Chasing Pigeons: How to Be Happy



It is becoming increasingly clear that the happiest people at any tourist destination, monument, or historical site are children chasing pigeons.
Without fail there are pigeons, and without fail there are children running after them, arms flapping as if they themselves might take off into the sky with their feathered playmates. Parents call halfheartedly, trying to get them to return to the ticket line or the family photo, but these children will have none of it. Screeches of delight are the only response possible.

Somewhere along the way, however, we stop chasing pigeons. We stand in queues, take photographs, stare at maps. We ooh and aah at cathedrals, admire art, plan our next stop, all the while wondering why this isn't so fun anymore.

With adulthood comes the burden of planning and preparing to make sure everything goes right. After all, travel is hard and can be expensive and wouldn't it be a shame to have everything fall to pieces because we were looking at birds?

On our last trip, we discovered that traveling really is difficult and tiring. We found ourselves with twisted ankles, sore backs, gross hair, and bad skin. I gained a lot of weight (which I have already surpassed this time around in the past two months, thanks to delicious Dutch croquettes and ice cream) and Ricky lost a lot of weight. Our diets are a mess and we're lucky if we remember to change our clothes every few days.

All told, sometimes it feels like we're falling to bits, and how can one chase pigeons in that state?

But really, it's not about the pigeons. And it's not about the falling to bits. It's about finding joy and not forcing it. It's about just doing the thing that will make you smile, no matter what that thing is. Chase the pigeons. Smell the roses. Skip the stones. Kiss your spouse on a busy train. Go skinny dipping.

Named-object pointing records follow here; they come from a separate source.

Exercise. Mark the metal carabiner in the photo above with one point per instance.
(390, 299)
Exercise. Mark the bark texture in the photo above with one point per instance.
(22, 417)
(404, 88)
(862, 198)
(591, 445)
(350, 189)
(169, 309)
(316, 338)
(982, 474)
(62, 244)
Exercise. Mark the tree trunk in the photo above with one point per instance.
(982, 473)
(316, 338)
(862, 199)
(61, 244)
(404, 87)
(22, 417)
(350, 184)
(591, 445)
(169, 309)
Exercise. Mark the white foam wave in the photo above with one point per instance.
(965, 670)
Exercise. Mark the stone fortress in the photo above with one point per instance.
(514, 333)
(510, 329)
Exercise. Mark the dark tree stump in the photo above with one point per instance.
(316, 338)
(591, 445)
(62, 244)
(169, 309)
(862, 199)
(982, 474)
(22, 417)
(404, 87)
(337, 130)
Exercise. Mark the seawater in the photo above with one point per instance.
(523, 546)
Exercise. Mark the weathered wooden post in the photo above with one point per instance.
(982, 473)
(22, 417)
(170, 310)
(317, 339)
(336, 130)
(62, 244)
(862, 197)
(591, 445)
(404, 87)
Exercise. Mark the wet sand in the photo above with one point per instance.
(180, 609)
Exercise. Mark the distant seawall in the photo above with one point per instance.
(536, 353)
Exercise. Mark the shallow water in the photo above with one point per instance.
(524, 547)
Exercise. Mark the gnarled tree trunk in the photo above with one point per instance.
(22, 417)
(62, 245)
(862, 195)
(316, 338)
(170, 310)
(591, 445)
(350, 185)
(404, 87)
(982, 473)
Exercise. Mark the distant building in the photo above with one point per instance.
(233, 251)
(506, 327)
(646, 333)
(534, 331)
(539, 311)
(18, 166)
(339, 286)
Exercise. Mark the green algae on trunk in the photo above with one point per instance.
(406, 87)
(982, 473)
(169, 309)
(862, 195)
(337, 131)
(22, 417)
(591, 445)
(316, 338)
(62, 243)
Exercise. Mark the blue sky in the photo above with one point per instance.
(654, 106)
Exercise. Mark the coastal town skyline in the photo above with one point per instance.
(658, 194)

We can go to all the museums and temples and monuments in the world. We can take the best photos, see the oldest whatevers. But what we remember most is the feeling we have while traveling. And isn't it better to feel love and joy than the pressure of catching trains or paying entry fees?

We are by no means experts and finding joy each day. Sometimes we rush, sometimes we focus on the wrong things. Sometimes we hole up in our hostel and keep our nose in our screens playing solitaire or reading the news when there's a whole world out there, with flocks of pigeons.

So, we'll do better. We'll do better at finding joy, taking pleasure in small moments. We'll do better to love wherever we are and truly experience it.  And we'll try to do better about sharing our experiences here on the blog, on Instagram, and especially on YouTube.

And if we don't post often, well, hopefully we're out chasing pigeons somewhere.